Operating Characteristics

During the summer of 1983, on the Quelccaya ice cap, the net incoming radiation varied from 6 to 10% less than levels experienced in preceding seasons. This resulted in slightly degraded panel performance but still above the sealevel rating. A 37 W panel produced 38.4 W with net incoming radiation of 940 W/m², of which 830 W/m² were direct beam and 110 W/m² were diffuse. Reflected radiation was 760 W/m².

Performance of a panel was measured with changing angle from the horizontal. A 45° inclination produced maximum current, while the inclination had to change ±20° cause a 5% power change. Rotating the panel horizontally showed similar insensitivities to inclination from the Sun.

As a result of these tests, a decision was made not to attempt adjustment of the panels during the 5–5½ h drilling day. Late-afternoon drilling was accomplished with a 20–30% power reduction which did not slow progress enough to justify relocating the panels. Incoming radiation was reduced at this time of day as clouds began building up around the ice cap.

Drilling generally proceeded most days despite periods of clouds. Reduced power output (50% reduction) during cloudy periods was offset by periods of 150% normal power just before or just after the Sun was covered by clouds. We tried to adjust the drilling so the drill was up-hole when cloudiness was maximum.

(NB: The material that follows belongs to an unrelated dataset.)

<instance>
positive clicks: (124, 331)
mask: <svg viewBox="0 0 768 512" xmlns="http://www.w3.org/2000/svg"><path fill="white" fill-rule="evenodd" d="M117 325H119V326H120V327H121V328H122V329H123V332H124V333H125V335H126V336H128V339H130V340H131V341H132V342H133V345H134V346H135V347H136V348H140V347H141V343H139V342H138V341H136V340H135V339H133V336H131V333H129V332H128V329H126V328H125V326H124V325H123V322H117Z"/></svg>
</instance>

Performance of the array was somewhat less than expected because the panels used were not a matched set. The panels varied in output between 30 and 41 W. As a result, internal losses in the array were 300 to 400 W. Each panel acts as a generator or resistance circuit. Any panel that is at the low end of the power output will dissipate some heat until all the power curves match. Each set of panels should have matched power curves to avoid this inefficiency and should be ordered as a matched set. An extreme example of this would be placing a panel in shade that is in the power circuit. Heat build-up in the panel would be sufficient to destroy this unprotected panel. This mismatch was a result of last-minute efforts on our part to put together a system to demonstrate the capabilities of solar voltaics in remote areas.

Conclusion

During the summer of 1983, the use of solar voltaics to generate power for a drilling project at 5700 m on the Quelccaya ice cap in Peru demonstrated their ability to provide adequate power in a reliable manner for remote areas. Future arrays will use a Kevlar–Nomex honeycomb or aluminum frame, and plastic rather than glass for the panel front. Weight for a 40 W panel will thus be reduced from 5.5 to 1.4 kg. Recent tests have proved the reliability and performance of this type of panel.

The two holes were drilled to bedrock with no equipment failures and no maintenance problems. The solar panels have proved that it is possible to transport a power source in primitive ways to remote regions while expecting a high degree of reliability.